Last Updated on 08/10/2021 by MTE Leben

26. September 2011 Von Dr. Justin Lehmiller

Wird es Ihnen helfen, Ihren Körper perfekt zu formen, um einen romantischen Partner zu finden? Vielleicht, aber es ist vielleicht nicht so wichtig wie ein anderer Teil Ihrer Anatomie (nein, nicht dieser Teil; lenken Sie Ihre Gedanken aus der Gosse!). Eine aktuelle Studie legt nahe, dass sowohl Männer als auch Frauen Gesichtern mehr Aufmerksamkeit schenken als Körpern, wenn sie nach einem langjährigen Liebhaber suchen. Bei One-Night-Stands steht jedoch nach wie vor das Gesicht im Fokus der Frauen, während der Körper bei Männern in den Vordergrund rückt.1

In dieser Studie mussten heterosexuelle College-Studenten auswählen, ob sie lieber ein Foto des Gesichts oder des Körpers eines anderen Geschlechts sehen wollten, aber sie konnten nicht beides sehen. Die Hälfte der Zeit wurde diese Person als potenzieller Kurzzeitpartner (dh als One-Night-Stand) beschrieben; die andere Hälfte der Zeit wurde die Person als potenzieller langfristiger Partner beschrieben (dh als Heiratsmaterial).

Die Ergebnisse zeigten, dass Frauen eine starke Präferenz dafür zeigten, Gesichter statt Körper zu sehen, unabhängig davon, wie der Partner beschrieben wurde. Im Vergleich dazu waren Männer eher daran interessiert, den Körper als das Gesicht des Kurzzeitpartners zu sehen, aber für den Langzeitpartner wollten Männer eher das Gesicht als den Körper sehen.

Wie erklären wir diese Ergebnisse? Wir wissen nicht genau, warum die Teilnehmer ihre Präferenzen zeigten, aber die Autoren der Studie spekulierten, dass dies möglicherweise in der Evolutionstheorie begründet ist. Wenn Sie sich aus früheren Artikeln erinnern, besagt diese Theorie, dass wir motiviert sind, so viele Nachkommen wie möglich zu produzieren, und dass wir bestimmte Paarungstendenzen entwickelt haben, die uns dabei helfen. Die Autoren argumentieren, dass der Körper einer Frau ein besseres Zeichen für ihren aktuellen Fruchtbarkeitsstatus ist (dh ihre Fähigkeit, erfolgreich Kinder zu zeugen) als ihr Gesicht. Männer können sich beispielsweise das Taillen-Hüft-Verhältnis einer Frau ansehen und beurteilen, ob es ihr wahrscheinlich leichter fällt, Babys zu gebären. Es ist eine biologische Tatsache, dass Frauen, deren Hüften größer als ihre Taille sind, weniger Komplikationen während der Geburt haben. Es wird vermutet, dass unsere männlichen Vorfahren dies aufgegriffen haben, was die Grundlage für die Vorliebe des modernen Mannes für „Sanduhr“-förmige Frauen legte. Daher kann der Körper einer Frau bei der Auswahl eines kurzfristigen Paarungspartners eine anpassungsfähigere Überlegung sein – oder zumindest für unsere Vorfahren, die keinen Zugang zu hochqualifizierten Ärzten und Kaiserschnitten hatten.

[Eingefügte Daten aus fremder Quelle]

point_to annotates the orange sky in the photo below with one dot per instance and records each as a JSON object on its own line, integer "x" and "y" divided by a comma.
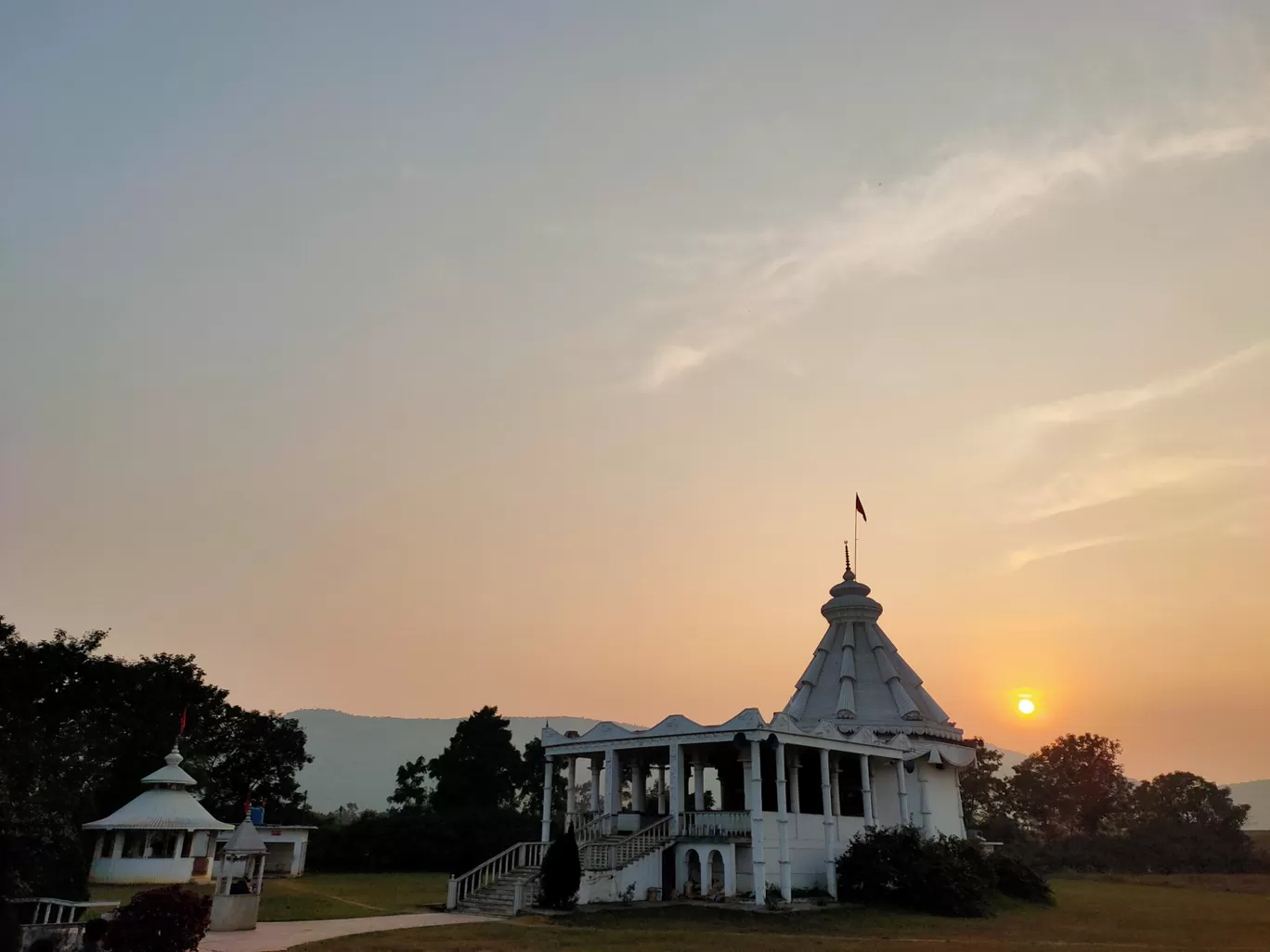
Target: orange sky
{"x": 414, "y": 365}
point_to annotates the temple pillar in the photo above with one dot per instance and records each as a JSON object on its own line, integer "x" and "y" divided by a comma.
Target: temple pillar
{"x": 756, "y": 824}
{"x": 548, "y": 776}
{"x": 796, "y": 804}
{"x": 570, "y": 804}
{"x": 783, "y": 823}
{"x": 594, "y": 787}
{"x": 866, "y": 790}
{"x": 676, "y": 787}
{"x": 831, "y": 873}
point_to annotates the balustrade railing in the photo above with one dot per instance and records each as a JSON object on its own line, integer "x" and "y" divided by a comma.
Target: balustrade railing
{"x": 518, "y": 857}
{"x": 715, "y": 823}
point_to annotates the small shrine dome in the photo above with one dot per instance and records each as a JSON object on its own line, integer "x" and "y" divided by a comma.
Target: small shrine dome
{"x": 162, "y": 835}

Im Gegensatz dazu ist das Gesicht einer Frau ein besseres Symbol für ihren allgemeinen Fortpflanzungswert, da das Gesicht mehr Informationen über ihr Alter und ihre Gesundheit vermittelt. Jüngere Frauen haben einen höheren Reproduktionswert, da sie über einen längeren Zeitraum fruchtbar sind. Für eine langfristige Beziehung ist es also sinnvoll, dass Männer dem Gesicht einer Frau mehr Aufmerksamkeit schenken, da es ihnen eher einen Hinweis auf die Länge ihres Fruchtbarkeitsfensters gibt. Auch dies war für unsere Vorfahren anpassungsfähiger, die vor den Erfindungen des Make-ups und der plastischen Chirurgie existierten, die das wahre Alter einer Person effektiv verbergen können.

Was den männlichen Körper betrifft, so argumentieren die Autoren, dass er nicht unbedingt ein besserer Indikator für den Fruchtbarkeitsstatus ist als das Gesicht (da Männer fast immer fruchtbar sind), so dass es für Frauen keinen Vorteil bringt, dem Körper kurzfristig eine höhere Priorität einzuräumen begegnen. Tatsächlich kann es für Frauen anpassungsfähiger sein, sich immer auf das Gesicht zu konzentrieren, da Gesichter neben wichtigen sozialen Hinweisen, wie z.Alles in allem legt die Wissenschaft nahe, dass ein gutes Gesicht wichtiger sein kann als ein schaukelnder Körper, wenn es darum geht, die wahre Liebe zu finden.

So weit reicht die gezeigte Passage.